Svg-grabber.py

From OLPC
Revision as of 17:36, 5 February 2010 by 164.67.235.79 (talk)
(diff) ← Older revision | Latest revision (diff) | Newer revision → (diff)
Jump to: navigation, search
  • So you would like to have a collection of free svg's?
  • Maybe like that one at freedesktop.org?
  • Then run this script, and get all 820 svg's in the correct directory structure!
#! /usr/bin/env python
# script started by crazy-chris

import os
import sys
import urllib2
	
print "  svg-grabber"
print "  ==========="
print "  source: webcvs.freedesktop.org (~ 820 svg's)"
print
print "  download all? (y/n)",

s = raw_input()
if s == "n":
	sys.exit(0)
	
svg_base = "svg-icons"

domain = "http://webcvs.freedesktop.org"
path = "/svg-icons/lila/gnome/scalable/"

url = "%s%s" % (domain, path)

history = []
paths = []

try: os.mkdir(svg_base)
except: pass

os.chdir(svg_base)

def check_url(url, lv= 0, dl=0):
	lv += 1
	if url in history:
		print "o already checked:", url
		lv -= 1	
		return dl
	
	history.append(url)

	print
	print "- reading url:", url
	c = urllib2.urlopen(url).read()
	
	arr = c.split(">")

	# Search for <a tags 
	for a in arr:
		if '<a ' in a:
			if 'href' in a:
				s = a[a.index('href')+5:].strip()
				# Extract Link to string s
				if s[0] == '"':
					s = s[1:]
					s = s[:s.index('"')]
				elif s[0] == "'":
					s = s[1:]
					s = s[:s.index("'")]
					
				if ".svg?view=log" in s:
					svgpath = url.replace(domain, "")
					svgpath = svgpath.replace(path, "")
	
					if svgpath not in paths:
						try: os.mkdir(svgpath)
						except: pass
						paths.append(svgpath)
					
					dl += 1
					
					orig = s.replace(".svg?view=log", ".svg?view=co")
					fn = s.replace(domain, "").replace(path, "").replace("?view=log", "")

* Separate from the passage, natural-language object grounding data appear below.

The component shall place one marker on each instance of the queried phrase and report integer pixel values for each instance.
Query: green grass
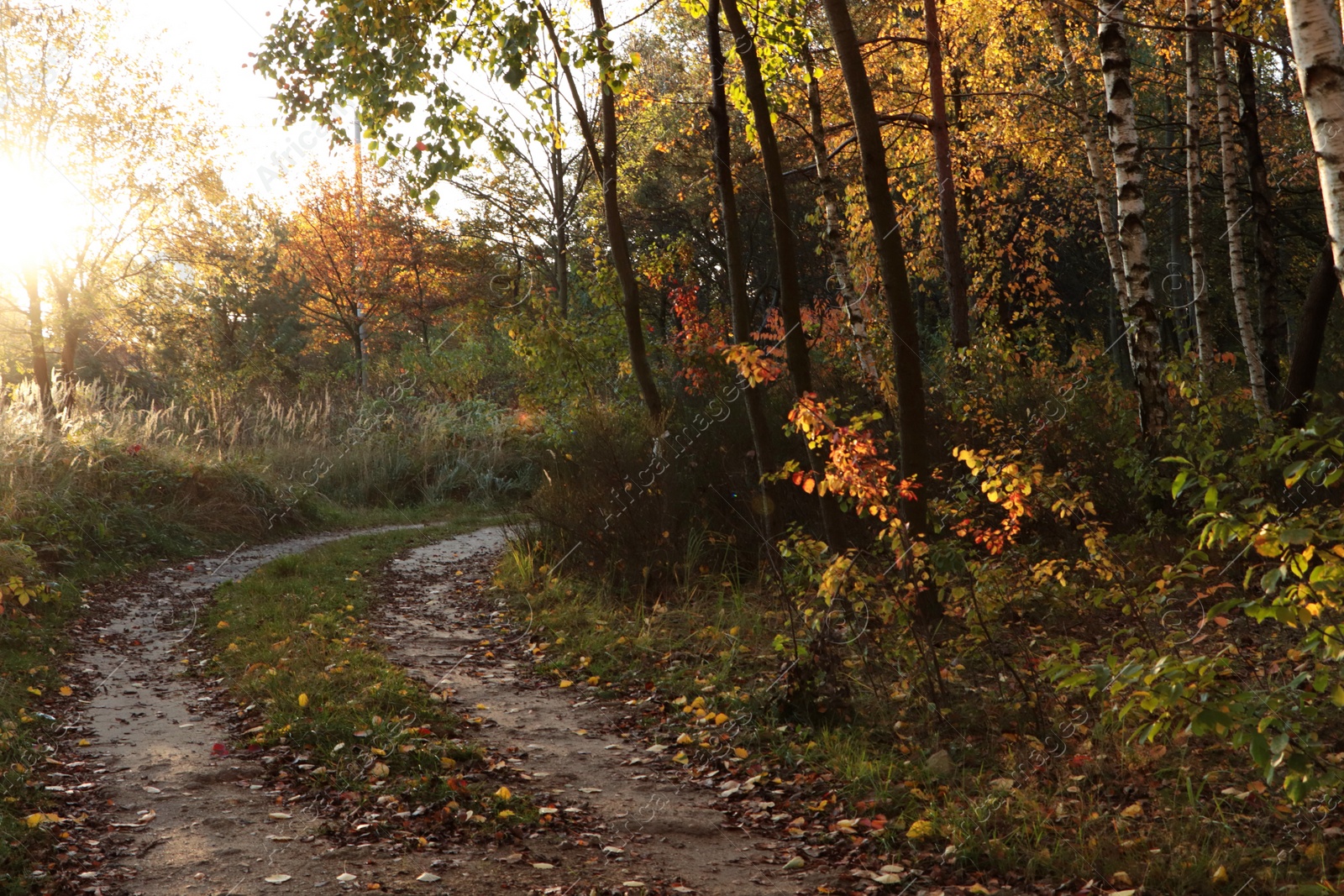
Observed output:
(30, 637)
(1059, 821)
(293, 644)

					print "[%i] writing to: %s/%s" % (dl, svg_base, fn)

					svg = urllib2.urlopen("%s%s" % (domain, orig)).read()
					f = open(fn, 'w')
					f.write(svg)
 					
				else:
					# find subdirs
					if lv == 1 and path in s and s[-1:] == "/":
						print "- possible path", s
						dl = check_url("%s%s" % (domain, s), lv + 1, dl)
	lv -= 1	
	return dl

dl = check_url(url)
print "\n* svg's downloaded: %i" % dl